Le chien aboya joyeusement, comme pour confirmer sa préparation pour cette nouvelle étape. En chemin, Arkadi composa le numéro de sa femme.

— Zhanna, j’ai une surprise pour toi. Fais tes valises, — lui dit-il.

— On part en Thaïlande ? — demanda-t-elle avec enthousiasme.

— Peut-être, si tu veux, — rit Arkadi, anticipant leur rencontre imminente. — Eh bien, mon ami, — dit-il en caressant Azart, — faisons une surprise à ta maîtresse.

Le chien aboya joyeusement en retour. Arkadi continua :

— Ne t’inquiète pas, on ne l’attachera plus à une clôture. Qui sait, peut-être que là-bas reposent des gens bien. Il ne faut pas déranger leur paix.

Azart, semblant comprendre, remua la queue. Leur rencontre avec Zhanna fut vraiment impressionnante. Le visage de sa femme pâlit.

— Alors, Zhanna, reconnais-tu « le mort » ? C’est toi qui l’as attaché à la clôture du cimetière ou tu as engagé quelqu’un pour cela ?

Zhanna resta figée, son visage se déformant sous le choc.

— Pardonne-moi… Je ne sais pas ce qui m’a pris, — murmura-t-elle.

— Bien sûr, tu ne sais pas. Mais tu ne recommenceras plus, pas chez moi, — répondit Arkadi sèchement. — Ici, il n’y a pas de place pour les traîtres. As-tu préparé tes affaires ?

 

Zhanna se tint immobile, serrant dans ses mains un maillot de bain, qu’elle comptait probablement emporter. Son monde s’effondra en un instant : il n’y avait plus de mari pour satisfaire toutes ses caprices, plus de maison confortable avec domestiques. À la place, elle se retrouvait à vivre avec sa mère alcoolique, un compagnon sans emploi, trois jeunes frères, et probablement un travail dans un magasin de village. Et aussi — les regards désapprobateurs des commères du village. Réalisant cela, Zhanna tomba à genoux :

— Pardonne-moi, ne me laisse pas, — supplia-t-elle.

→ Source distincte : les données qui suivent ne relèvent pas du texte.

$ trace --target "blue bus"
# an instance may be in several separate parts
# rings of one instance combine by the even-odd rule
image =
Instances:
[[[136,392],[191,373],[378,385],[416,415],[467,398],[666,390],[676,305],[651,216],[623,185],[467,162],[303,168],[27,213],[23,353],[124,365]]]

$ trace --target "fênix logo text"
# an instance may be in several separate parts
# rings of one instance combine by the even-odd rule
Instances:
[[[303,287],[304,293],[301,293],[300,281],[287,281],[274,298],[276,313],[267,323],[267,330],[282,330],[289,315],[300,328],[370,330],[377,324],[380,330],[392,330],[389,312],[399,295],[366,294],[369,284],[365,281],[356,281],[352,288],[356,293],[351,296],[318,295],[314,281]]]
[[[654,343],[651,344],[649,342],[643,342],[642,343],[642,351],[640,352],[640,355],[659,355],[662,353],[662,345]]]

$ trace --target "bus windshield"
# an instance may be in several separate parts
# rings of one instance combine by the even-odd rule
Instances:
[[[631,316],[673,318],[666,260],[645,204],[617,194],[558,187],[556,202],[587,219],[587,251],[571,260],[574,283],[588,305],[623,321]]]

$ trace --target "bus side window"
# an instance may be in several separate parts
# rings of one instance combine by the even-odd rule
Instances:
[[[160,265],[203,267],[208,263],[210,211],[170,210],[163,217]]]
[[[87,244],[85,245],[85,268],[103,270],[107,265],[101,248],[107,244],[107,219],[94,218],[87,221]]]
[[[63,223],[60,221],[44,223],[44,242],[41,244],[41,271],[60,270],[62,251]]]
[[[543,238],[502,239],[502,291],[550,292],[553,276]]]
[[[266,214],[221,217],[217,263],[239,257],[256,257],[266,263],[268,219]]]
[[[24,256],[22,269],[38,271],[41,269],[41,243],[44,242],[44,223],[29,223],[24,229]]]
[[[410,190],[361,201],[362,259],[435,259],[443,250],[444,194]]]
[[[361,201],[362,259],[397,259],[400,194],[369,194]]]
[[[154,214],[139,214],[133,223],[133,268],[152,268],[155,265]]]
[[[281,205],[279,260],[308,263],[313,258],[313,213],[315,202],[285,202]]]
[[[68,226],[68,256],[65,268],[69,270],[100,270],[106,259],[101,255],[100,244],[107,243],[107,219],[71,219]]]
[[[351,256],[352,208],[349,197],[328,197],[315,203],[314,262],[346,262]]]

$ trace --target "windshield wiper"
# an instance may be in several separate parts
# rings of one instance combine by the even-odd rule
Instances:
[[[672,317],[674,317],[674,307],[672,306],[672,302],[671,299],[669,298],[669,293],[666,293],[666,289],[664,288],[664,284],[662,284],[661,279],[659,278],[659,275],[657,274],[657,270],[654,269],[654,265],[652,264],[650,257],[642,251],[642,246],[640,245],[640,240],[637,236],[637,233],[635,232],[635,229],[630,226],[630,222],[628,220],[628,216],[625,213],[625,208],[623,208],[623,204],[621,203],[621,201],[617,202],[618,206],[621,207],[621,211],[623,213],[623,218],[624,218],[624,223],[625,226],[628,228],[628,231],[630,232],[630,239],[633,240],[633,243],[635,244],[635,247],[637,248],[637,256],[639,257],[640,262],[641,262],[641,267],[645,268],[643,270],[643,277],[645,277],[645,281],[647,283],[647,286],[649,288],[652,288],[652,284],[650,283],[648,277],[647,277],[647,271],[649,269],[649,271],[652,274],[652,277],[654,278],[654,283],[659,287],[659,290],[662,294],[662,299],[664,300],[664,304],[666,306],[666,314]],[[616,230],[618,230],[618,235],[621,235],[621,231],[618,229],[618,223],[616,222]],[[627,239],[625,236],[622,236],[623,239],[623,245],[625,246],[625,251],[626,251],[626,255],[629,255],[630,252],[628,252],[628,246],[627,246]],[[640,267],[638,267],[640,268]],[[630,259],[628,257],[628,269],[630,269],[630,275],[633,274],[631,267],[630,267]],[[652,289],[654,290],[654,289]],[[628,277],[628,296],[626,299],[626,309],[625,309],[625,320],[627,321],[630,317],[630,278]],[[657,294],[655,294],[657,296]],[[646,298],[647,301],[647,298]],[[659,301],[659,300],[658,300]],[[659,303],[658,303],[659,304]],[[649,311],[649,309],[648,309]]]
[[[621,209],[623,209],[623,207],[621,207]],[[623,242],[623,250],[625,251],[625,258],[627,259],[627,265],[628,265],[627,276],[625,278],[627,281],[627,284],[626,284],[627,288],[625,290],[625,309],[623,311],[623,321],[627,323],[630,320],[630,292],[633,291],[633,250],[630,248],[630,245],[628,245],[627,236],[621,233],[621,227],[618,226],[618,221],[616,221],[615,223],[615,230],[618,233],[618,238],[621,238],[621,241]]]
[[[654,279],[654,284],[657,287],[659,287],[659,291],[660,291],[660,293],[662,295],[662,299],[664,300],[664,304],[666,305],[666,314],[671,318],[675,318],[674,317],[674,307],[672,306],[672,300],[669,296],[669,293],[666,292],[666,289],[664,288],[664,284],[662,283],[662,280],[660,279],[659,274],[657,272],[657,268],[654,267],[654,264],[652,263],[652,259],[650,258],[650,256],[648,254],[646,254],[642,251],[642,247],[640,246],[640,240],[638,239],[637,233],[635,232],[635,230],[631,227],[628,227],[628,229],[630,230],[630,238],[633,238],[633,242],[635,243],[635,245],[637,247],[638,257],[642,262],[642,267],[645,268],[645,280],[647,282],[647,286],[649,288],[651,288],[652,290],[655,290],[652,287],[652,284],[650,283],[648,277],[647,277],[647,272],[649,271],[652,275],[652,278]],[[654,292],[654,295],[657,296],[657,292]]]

Mais Arkadi resta inflexible. Zhanna ne lui paraissait plus comme cette femme séduisante qu’il avait connue. Elle partit pour son village natal de Klyuev.

Arkadi se réconcilia bientôt avec sa première femme Lena. Il s’avéra qu’il suffisait de faire le premier pas et dire : « Pardonne-moi. »

Veronika termina ses études à l’académie vétérinaire et obtint son diplôme. En remerciement pour avoir sauvé son chien bien-aimé, Arkadi lui offrit une clinique vétérinaire qu’il baptisa en l’honneur du chien — « Azart ».

— Tu n’as pas seulement sauvé mon ami, Veronika, — dit Arkadi en lui remettant les clés et les documents de la clinique. — Tu m’as aidé à comprendre que la personne qui était à mes côtés n’était pas du tout celle qu’elle prétendait être, mais une personne très dangereuse et perfide.

Veronika, un sourire aux lèvres, accepta son cadeau.